Contrôle hypothalamique du lobe antérieur de l'hypophyse

Contrairement au lobe postérieur qui représente objectivement une partie du cerveau, le lobe antérieur constitue une véritable glande (1). Les cellules du lobe antérieur produisent et sécrètent toute une série d'hormones contrôlant les sécrétions d'autres glandes de l'organisme (c'est ce qui constitue le système endocrinien). Les hormones hypophysaires agissent sur les gonades, la glande thyroïde, les glandes surrénales et les glandes mammaires (1). Si l'hypophyse joue un rôle central, elle est cependant placée sous le contrôle de l'hypothalamus et celui-ci peut être considéré comme la "glande principale" du système endocrinien (1).
Le lobe antérieur est contrôlé par les cellules de la région périventriculaire de l'hypothalamus, les neurones neurosécrétoires parvocellulaires (1). Ces neurones ne se projettent pas jusque dans le lobe antérieure mais ils atteignent leurs cibles par une sécrétion qui s'effectue directement dans la circulation sanguine (1). Ils libèrent des hormones hypophysiotropes dans un réseau de capillaires sanguins spécifiques, situé au niveau du plancher du 3e ventricule (1). Ces minuscules vaisseaux sanguins descendent le long de la tige pituitaire et se ramifient dans le lobe antérieur (1). Ce réseau de vaisseaux sanguins porte le nom de système porte hypothalamo-hypophysaire (1). Les hormones hypophysiotropes libérées par les neurones hypothalamiques dans le système porte circulent dans le sang jusque dans le lobe antérieur, où elles se fixent à des récepteurs spécifiques localisés à la surface des cellules de l'hypophyse (1). L'activation de ces récepteurs conduit les cellules à déclencher ou à inhiber la sécrétion d'hormones dans la circulation générale (1).
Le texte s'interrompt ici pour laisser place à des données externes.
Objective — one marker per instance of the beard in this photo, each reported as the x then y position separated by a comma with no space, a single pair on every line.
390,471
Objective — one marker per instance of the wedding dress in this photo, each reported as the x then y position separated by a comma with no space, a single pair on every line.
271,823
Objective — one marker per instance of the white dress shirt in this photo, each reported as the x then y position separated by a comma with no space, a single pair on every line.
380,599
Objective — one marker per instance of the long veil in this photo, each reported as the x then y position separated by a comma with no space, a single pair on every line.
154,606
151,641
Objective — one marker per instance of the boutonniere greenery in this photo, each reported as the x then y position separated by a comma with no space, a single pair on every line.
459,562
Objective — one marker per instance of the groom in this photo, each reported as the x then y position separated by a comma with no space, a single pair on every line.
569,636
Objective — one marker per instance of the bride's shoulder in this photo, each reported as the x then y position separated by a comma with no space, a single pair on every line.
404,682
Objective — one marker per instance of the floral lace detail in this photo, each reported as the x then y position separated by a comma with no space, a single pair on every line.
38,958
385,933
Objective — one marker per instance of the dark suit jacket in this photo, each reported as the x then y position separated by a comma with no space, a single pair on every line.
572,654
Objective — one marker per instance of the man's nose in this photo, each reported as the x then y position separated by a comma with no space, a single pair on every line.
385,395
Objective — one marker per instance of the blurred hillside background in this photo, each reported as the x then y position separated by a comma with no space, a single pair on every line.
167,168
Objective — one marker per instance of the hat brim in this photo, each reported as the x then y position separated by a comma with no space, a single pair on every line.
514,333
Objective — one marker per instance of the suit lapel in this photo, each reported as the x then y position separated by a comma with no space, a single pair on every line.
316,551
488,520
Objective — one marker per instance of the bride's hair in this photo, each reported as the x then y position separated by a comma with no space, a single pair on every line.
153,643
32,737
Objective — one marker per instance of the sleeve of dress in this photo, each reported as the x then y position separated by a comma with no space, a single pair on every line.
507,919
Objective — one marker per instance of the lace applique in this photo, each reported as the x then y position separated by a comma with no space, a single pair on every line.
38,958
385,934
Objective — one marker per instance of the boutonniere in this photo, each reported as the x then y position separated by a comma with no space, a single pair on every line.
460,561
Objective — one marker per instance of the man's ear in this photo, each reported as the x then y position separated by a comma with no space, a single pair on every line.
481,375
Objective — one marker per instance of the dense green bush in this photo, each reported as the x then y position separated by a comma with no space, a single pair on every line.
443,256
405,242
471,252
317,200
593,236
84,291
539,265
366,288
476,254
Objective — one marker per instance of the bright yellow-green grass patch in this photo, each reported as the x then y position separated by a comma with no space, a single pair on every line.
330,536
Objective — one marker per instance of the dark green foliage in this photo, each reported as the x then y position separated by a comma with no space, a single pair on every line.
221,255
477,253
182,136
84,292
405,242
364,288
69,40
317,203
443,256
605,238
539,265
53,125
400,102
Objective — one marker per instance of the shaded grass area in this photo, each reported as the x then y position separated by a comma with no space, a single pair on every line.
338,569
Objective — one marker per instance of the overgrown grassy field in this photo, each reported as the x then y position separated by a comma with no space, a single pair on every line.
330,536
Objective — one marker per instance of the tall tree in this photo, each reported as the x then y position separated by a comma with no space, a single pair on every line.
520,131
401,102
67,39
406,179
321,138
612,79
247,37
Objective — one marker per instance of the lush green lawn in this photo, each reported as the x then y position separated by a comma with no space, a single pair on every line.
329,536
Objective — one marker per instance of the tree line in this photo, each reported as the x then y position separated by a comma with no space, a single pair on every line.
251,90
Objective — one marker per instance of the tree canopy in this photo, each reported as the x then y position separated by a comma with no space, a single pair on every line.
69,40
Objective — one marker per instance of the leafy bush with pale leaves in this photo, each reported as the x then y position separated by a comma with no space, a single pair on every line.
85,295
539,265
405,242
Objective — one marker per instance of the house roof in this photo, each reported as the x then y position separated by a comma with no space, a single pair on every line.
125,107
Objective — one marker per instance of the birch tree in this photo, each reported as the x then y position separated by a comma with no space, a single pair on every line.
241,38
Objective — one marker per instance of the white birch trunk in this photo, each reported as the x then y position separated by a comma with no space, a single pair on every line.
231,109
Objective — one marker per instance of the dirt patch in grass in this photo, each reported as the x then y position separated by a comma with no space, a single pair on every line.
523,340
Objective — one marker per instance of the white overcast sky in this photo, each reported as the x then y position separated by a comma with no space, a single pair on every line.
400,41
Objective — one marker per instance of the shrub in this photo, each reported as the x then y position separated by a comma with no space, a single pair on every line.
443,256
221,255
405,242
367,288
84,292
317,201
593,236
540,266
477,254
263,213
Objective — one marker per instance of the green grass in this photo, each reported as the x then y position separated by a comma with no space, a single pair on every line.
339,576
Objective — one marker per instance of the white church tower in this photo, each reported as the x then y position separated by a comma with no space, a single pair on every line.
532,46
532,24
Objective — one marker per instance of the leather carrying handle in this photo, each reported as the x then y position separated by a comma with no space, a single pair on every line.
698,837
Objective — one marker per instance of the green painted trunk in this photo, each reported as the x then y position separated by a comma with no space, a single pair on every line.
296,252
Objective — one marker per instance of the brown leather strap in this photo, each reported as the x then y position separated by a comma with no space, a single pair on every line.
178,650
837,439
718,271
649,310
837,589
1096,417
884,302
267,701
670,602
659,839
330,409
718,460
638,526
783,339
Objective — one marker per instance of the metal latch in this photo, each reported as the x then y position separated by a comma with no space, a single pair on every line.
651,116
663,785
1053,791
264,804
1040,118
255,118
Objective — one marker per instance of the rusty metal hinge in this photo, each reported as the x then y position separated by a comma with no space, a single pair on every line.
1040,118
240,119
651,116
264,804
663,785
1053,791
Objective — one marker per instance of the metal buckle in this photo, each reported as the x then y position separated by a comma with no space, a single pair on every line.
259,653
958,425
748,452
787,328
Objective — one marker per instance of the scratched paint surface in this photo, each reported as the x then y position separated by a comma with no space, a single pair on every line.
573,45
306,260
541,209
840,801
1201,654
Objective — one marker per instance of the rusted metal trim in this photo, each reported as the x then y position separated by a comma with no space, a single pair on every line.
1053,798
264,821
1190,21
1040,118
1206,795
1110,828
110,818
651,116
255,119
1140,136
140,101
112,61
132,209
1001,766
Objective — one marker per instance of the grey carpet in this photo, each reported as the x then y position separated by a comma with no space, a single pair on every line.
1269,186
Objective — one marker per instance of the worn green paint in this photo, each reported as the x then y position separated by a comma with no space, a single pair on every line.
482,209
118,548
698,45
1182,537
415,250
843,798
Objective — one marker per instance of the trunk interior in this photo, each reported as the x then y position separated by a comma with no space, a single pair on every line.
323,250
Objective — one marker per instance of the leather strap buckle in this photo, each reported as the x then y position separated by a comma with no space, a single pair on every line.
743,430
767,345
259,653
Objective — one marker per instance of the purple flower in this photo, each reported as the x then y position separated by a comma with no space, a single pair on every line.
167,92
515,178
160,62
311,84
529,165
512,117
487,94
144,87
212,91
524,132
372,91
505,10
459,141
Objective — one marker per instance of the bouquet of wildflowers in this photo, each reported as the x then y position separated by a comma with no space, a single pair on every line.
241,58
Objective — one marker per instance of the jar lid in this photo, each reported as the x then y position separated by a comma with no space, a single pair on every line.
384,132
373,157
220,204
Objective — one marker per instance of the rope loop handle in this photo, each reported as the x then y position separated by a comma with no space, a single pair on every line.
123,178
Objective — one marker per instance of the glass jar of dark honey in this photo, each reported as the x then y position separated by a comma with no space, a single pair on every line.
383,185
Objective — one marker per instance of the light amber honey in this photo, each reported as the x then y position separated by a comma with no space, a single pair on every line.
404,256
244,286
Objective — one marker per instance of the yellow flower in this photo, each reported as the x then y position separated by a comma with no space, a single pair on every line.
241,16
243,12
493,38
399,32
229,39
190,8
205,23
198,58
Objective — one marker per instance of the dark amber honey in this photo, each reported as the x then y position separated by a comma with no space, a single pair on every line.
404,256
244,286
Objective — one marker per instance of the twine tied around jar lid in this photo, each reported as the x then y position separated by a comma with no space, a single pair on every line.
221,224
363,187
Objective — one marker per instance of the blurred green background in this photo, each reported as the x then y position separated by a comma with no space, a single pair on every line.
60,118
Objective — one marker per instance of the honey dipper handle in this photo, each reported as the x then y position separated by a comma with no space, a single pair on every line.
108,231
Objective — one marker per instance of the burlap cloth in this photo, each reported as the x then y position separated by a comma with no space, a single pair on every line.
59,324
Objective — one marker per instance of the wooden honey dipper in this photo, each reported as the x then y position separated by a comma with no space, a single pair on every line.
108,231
Le contrôle des glandes surrénales illustre le fonctionnement de ce système (1). Situées juste au-dessus des reins, les glandes surrénales sont formées de deux parties: une sorte de coquille, la corticosurrénale, et le centre, la médullosurrénale. La corticosurrénale sécrète une hormone stéroïdienne, le cortisol, qui a pour effet de mobiliser les résèrves d'énergie dans le corps, de réduire l'action du système immunitaire, et qui nous conditionne en général pour faire face à toutes les situations de stress, depuis le stress physiologique (une hémorragie importante ou une émotion positive) au stress psychologique (1). Les neurones neurosécrétoires parvocellulaires de la région périventriculaire de l'hypothalamus, libèrent un peptide, la corticotropin-releasing hormone (CRH) (encore appelé corticolibérine ou corticotropin-releasing factor, CRF), dans le réseau des capillaires. La CRH parcourt la faible distance la séparant de la tige pituitaire où, en 15 secondes environ, elle stimule la sécrétion de l'hormone adrénocorticotrope (adrenocorticotropic hormone, ACTH). L'ACTH passe dans la circulation sanguine et atteint la corticosurrénale où, en quelques minutes, elle stimule la libération de cortisol (1). Il existe une sorte d'autorégulation du niveau de cortisol dans le sang (1). Le cortisol est un stéroïde, appartenant à une catégorie de substances biochimiques en rapport avec le cholestérol. Le cortisol est donc une molécule lipophile qui se dissout aisément dans la membrane des lipides et traverse donc la barrière hématoencéphalique (1). Dans l'hypothalamus, le cortisol agit sur des récepteurs spécifiques, ce qui conduit à inhiber la sécrétion de CRH et, de ce fait, limite l'élévation du niveau de cortisol dans le sang (1). Par ailleurs, les neurones contenant des récepteurs du cortisol sont disséminés dans une grande partie du cerveau et pas seulement dans l'hypothalamus. Dans ces autres régions du SNC, le cortisol a des effets importants sur l'activité neuronale (1).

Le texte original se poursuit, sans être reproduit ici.